Anyone who thinks sport and politics shouldn’t mix has clearly never attended their local cricket club’s annual general meeting.
Sydney to Hobart stalwart and SHK Scallywag skipper David Witt has hit out at a rule that could result in boats being disqualified.
Witt has warned some boat owners might leave the sport if Sydney to Hobart yachts are disqualified due to a rule he says is outrageous and shows no common sense.
The normally laconic veteran fired up on Tuesday over the lack of communication options for boats reporting from Green Cape on the far south coast of NSW.
At other reporting points during the race the fleet will have the option of using a satellite phone.

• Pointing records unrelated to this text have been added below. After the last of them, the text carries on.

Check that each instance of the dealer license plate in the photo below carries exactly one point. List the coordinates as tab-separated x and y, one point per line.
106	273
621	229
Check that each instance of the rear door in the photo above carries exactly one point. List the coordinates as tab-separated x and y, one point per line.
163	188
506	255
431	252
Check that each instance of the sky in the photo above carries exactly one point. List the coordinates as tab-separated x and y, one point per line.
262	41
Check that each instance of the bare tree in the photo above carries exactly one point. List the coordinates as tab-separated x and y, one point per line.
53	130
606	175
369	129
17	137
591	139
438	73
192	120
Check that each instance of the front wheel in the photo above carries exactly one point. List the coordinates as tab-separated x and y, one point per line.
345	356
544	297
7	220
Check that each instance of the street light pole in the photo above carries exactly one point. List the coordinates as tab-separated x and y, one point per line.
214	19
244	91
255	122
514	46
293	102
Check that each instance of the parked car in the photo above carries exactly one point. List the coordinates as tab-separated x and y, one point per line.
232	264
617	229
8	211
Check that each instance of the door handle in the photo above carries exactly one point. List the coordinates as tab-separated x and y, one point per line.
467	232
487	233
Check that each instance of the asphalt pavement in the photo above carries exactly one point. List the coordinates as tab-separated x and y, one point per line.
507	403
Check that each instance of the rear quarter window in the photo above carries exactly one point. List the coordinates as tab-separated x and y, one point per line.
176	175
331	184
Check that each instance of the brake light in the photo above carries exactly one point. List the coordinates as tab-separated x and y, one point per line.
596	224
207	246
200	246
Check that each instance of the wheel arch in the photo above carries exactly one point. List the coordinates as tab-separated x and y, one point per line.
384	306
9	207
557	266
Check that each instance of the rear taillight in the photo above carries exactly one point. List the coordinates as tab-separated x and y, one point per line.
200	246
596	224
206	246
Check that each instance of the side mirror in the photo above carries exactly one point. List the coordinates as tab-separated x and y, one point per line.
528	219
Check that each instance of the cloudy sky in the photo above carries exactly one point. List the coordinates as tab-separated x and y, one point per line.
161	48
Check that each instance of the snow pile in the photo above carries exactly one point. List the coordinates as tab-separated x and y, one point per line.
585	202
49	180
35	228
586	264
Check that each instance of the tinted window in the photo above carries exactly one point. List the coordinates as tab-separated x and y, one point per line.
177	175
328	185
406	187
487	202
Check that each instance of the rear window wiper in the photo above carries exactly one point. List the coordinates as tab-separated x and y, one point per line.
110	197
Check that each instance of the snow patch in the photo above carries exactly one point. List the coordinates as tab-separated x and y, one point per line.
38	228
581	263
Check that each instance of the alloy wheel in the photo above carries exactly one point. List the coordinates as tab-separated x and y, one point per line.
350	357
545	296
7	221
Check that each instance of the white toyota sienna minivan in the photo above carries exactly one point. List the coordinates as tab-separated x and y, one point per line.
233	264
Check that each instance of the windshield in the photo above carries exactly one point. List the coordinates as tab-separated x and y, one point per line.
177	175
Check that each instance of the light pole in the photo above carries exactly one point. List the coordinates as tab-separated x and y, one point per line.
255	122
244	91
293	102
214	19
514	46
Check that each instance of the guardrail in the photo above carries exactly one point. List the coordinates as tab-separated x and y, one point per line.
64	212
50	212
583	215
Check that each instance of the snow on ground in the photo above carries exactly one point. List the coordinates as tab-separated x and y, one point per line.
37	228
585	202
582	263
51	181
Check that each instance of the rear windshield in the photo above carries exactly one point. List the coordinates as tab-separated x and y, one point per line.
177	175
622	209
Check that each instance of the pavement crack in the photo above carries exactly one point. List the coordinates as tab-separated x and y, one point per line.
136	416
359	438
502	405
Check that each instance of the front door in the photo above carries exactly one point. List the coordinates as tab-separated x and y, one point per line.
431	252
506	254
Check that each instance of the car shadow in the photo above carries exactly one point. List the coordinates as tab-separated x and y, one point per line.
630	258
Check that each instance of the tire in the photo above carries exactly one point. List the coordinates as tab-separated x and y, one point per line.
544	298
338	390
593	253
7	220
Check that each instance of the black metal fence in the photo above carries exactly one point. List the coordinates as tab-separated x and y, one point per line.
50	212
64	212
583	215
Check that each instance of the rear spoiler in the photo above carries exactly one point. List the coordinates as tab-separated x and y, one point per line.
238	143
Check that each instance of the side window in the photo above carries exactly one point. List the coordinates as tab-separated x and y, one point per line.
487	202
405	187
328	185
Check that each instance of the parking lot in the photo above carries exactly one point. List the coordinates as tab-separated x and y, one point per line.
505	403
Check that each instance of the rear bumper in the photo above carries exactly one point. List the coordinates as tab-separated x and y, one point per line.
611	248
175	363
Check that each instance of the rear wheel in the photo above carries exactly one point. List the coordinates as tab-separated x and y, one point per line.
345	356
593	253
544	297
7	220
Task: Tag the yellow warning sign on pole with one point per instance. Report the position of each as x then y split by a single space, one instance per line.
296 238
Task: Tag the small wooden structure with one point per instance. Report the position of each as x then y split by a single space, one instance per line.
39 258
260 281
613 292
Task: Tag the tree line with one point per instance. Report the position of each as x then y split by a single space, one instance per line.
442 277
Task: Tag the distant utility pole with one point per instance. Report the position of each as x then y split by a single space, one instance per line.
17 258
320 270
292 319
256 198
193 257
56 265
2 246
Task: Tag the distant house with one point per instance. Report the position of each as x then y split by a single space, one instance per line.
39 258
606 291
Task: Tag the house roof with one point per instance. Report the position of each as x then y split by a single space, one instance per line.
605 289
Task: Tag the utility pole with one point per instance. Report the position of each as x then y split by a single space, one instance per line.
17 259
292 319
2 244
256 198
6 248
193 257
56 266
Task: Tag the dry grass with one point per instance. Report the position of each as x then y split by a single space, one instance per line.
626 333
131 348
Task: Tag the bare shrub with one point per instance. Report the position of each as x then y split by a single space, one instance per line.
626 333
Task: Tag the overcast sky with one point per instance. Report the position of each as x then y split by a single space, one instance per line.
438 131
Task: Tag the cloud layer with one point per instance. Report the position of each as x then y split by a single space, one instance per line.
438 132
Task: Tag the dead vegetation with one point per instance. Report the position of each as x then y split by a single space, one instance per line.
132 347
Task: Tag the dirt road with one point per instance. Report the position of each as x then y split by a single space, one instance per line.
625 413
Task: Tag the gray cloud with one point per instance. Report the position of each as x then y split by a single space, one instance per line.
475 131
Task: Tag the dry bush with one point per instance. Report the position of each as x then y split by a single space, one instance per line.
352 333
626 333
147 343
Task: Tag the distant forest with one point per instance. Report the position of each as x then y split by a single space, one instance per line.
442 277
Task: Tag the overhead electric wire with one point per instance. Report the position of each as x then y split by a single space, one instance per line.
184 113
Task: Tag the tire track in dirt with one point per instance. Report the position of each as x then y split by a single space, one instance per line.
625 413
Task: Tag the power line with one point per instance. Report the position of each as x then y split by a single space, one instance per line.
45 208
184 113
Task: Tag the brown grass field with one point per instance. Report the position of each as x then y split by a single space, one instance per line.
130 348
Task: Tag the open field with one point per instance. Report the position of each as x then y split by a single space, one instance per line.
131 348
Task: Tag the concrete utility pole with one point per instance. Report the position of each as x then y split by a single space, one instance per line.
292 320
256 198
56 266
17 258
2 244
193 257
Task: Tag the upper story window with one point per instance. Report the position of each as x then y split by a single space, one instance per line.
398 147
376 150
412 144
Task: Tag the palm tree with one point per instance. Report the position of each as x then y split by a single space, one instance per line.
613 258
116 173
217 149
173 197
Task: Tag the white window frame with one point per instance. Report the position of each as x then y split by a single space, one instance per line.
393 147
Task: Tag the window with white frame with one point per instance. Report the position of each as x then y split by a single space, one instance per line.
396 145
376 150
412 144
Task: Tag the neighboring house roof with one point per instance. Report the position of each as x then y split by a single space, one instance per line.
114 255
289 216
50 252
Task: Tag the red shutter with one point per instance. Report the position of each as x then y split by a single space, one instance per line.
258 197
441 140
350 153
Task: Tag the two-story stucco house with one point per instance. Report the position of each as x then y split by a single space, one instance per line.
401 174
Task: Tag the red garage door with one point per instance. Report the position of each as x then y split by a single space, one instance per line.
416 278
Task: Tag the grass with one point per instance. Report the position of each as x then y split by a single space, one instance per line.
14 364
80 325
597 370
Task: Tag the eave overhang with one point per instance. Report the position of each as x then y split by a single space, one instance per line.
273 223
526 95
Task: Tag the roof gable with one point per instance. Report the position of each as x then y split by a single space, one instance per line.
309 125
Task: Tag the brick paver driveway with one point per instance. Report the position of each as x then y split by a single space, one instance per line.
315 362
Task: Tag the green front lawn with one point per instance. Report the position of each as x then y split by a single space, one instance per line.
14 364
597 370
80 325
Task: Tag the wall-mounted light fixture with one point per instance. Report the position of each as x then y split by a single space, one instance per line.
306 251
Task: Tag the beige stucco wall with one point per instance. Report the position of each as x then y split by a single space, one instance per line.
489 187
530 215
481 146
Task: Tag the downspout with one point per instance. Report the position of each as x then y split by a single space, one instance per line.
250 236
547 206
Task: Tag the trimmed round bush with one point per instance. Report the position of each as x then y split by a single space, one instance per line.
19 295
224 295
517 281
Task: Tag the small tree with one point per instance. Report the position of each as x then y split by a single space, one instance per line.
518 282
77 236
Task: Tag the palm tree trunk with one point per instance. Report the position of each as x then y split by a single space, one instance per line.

However, at Green Cape they can only use the High Frequency (HF) Single Sideband (SSB), otherwise they will be disqualified.
Witt said bushfire smoke across NSW had affected the HF SSB system.
“We put a letter in (to the race committee) asking whether if the was a problem with the SSB signal and if you can’t get through, if you’re allowed to use the sat phone because we all carry them,”‘ Witt said.
“But apparently we’re still in the 1930s not 2019 and that got rejected.
“I think that’s a pretty harsh penalty in the race. It’s a disqualification if you can’t get through on the SSB.”
Witt’s supermaxi has come from Hong Kong.
He felt the cost of racing boats, especially those from overseas, would make owners less inclined to race them if yachts were disqualified under the existing rule.
“I just find it outrageous given the smoke is affecting the Single Band radio signal,” Witt said.
“Charleville Radio has already written to us and told us it’s a problem.
“Why we can’t just use technology we’ve got there as a backup, rather than be disqualified out of the race?
“People get disqualified out of this race you’ll find an owner not want to spend any more money in the sport so it’s completely counter productive and in my opinion just zero common sense.”
Cruising Yacht Club of Australia commodore Paul Billingham said the rule was there for a good reason.
“It’s a safety precaution; they need to radio in on HF at Green Cape,” Commodore Billingham told AAP.
“There’s a particular reason why we do the HF and that’s because of stability and if there are emergency issues in Bass Strait you need to have that form of communication. It’s very very important.
“Satellite phones are there, they are a useful aid to have as well but at the moment we’re staying with HF.”